Wednesday, February 5, 2014
Wednesday Wonderings: does sci-fi always mean dystopia?
Okay, so because I am a major nerd (imagine that), I love Science Friday on NPR. Hubby and I listen to that weekly, along with Wait, Wait Don't Tell Me. (This probably says a lot about us, huh? But don't knock it unless you've checked out some of the podcasts!) Anyhow, the show was talking about some of the best science films from the past year, from the standpoint of the judges in this category at the Sundance Film Festival. They got into this discussion about the sci-fi genre, too, and made some points that really peaked my interest:
Sci-fi often portrays a situation where new tech, aliens, or some other major event in the future changes the world for the worse.

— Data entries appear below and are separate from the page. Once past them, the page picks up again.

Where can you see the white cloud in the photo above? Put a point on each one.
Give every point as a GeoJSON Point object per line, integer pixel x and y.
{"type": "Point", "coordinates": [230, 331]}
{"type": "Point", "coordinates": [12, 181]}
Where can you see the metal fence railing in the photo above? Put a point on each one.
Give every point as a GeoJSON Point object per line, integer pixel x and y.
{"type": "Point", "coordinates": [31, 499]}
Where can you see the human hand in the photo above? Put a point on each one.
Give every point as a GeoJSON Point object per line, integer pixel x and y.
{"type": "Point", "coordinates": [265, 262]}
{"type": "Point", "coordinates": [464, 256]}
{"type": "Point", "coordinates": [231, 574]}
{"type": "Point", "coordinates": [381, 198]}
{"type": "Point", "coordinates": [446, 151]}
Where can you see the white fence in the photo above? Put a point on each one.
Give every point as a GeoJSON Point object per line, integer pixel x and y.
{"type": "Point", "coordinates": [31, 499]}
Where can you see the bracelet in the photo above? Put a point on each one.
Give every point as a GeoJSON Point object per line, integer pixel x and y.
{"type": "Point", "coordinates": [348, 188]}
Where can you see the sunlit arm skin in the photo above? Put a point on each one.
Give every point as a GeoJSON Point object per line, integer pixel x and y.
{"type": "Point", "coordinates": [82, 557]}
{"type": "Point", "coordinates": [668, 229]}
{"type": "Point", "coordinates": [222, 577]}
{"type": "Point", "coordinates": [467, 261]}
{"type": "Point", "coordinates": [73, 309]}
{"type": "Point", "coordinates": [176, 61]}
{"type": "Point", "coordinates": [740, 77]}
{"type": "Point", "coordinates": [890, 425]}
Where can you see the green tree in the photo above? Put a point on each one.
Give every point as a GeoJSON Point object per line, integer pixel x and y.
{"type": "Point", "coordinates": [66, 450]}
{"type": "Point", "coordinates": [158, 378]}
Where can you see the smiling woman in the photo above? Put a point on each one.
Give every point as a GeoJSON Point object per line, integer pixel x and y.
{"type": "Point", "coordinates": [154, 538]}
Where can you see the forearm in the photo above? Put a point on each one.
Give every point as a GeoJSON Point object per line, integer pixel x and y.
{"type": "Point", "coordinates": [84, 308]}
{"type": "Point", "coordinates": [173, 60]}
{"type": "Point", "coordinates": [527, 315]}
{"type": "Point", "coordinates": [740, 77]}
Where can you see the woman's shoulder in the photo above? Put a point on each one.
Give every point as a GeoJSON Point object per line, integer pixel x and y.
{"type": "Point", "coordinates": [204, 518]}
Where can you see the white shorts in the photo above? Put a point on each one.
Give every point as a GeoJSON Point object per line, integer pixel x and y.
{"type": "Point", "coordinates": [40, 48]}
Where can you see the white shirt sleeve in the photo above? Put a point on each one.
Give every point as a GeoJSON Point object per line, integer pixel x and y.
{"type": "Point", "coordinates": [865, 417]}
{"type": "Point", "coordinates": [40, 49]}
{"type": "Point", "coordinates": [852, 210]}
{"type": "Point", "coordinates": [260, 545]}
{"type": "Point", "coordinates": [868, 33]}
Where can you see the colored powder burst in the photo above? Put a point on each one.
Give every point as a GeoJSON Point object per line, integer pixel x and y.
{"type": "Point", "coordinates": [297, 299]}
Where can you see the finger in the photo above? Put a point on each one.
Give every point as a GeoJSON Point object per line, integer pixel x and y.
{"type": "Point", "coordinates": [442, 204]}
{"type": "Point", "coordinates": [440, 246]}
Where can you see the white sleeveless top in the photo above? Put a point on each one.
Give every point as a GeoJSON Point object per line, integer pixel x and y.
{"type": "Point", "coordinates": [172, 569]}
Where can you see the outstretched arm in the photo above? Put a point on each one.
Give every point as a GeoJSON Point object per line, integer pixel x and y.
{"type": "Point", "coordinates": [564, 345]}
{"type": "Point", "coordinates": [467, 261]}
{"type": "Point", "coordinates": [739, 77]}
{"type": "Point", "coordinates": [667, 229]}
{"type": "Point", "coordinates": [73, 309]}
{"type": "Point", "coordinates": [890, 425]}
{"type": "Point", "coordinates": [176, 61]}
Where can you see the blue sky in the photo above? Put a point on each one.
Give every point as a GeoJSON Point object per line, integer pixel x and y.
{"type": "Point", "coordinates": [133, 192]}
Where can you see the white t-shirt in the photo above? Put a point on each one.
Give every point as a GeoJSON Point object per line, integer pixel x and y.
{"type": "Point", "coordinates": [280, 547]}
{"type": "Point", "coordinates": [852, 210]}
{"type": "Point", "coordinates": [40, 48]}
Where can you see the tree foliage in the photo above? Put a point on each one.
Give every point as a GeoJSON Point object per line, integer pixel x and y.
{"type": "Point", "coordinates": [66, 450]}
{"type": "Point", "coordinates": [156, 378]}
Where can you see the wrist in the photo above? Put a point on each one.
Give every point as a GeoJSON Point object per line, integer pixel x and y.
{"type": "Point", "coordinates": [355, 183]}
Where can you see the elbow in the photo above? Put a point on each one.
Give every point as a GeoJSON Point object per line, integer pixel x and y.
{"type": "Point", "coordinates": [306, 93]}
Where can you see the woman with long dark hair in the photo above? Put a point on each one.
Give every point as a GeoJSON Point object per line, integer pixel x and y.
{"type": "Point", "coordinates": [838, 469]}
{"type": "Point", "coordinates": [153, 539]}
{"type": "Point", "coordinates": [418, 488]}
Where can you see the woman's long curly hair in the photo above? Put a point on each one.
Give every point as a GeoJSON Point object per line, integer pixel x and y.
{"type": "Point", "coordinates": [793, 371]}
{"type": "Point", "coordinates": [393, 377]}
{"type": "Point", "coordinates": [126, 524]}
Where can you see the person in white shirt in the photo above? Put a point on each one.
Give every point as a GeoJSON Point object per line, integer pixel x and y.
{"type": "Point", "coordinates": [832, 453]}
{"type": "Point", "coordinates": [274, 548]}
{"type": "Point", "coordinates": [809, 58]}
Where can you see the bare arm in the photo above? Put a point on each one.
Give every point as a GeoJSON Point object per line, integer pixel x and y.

Think about it: a virus is created and gets accidentally released, killing off a ton of people. Aliens arrive, and either kill off all humans or we kill off them, with loads of destruction. We figure out how to change our genomes, but the world is thrown into chaos. Through technological innovation we have tons of progress, but we destroy our planet. Kind of get the idea? A lot of time, sci-fi deals with things getting worse. And I don't just mean the story arc of troubles happening, but in general, the future (or time period that's portrayed) isn't exactly appealing.
What do you all think about this? Can you think of any stories that don't show this kind of pattern?
The program mentioned one recent film that bucks this trend--HER, that released a month or so ago. I saw the film and found it fascinating. I won't go into any spoilers, but the creation of AI computers (which I REALLY would love) leads to a guy falling in love with his operating system. While there is definitely conflict in the film, the world is definitely far from seriously troubled or falling apart. And I found that totally refreshing.
I don't want to get into this too much, but there's a problem with using the sci-fi genre (which is getting really popular right now) to show a world that is spiraling down the tubes. Because, well, it gives science a bad rap. And that really gets under my skin. Not that I want to use film/books/media to always show the good sides of science, but I think a better mix would be really beneficial. The scientists of tomorrow, the ones who will help us cure cancer, help us travel into space, help us fix the environment, need positive influences. We're not all scientists looking to take over world after all :)
Anyhow, this definitely got me thinking, and also has be thinking about some of the more scientific based plots I've had lurking around in my mind that it may be time for me to tackle. Because I want sci-fi to be showing just how awesome science really is :)
Thoughts? Have you ever thought about this kind of thing?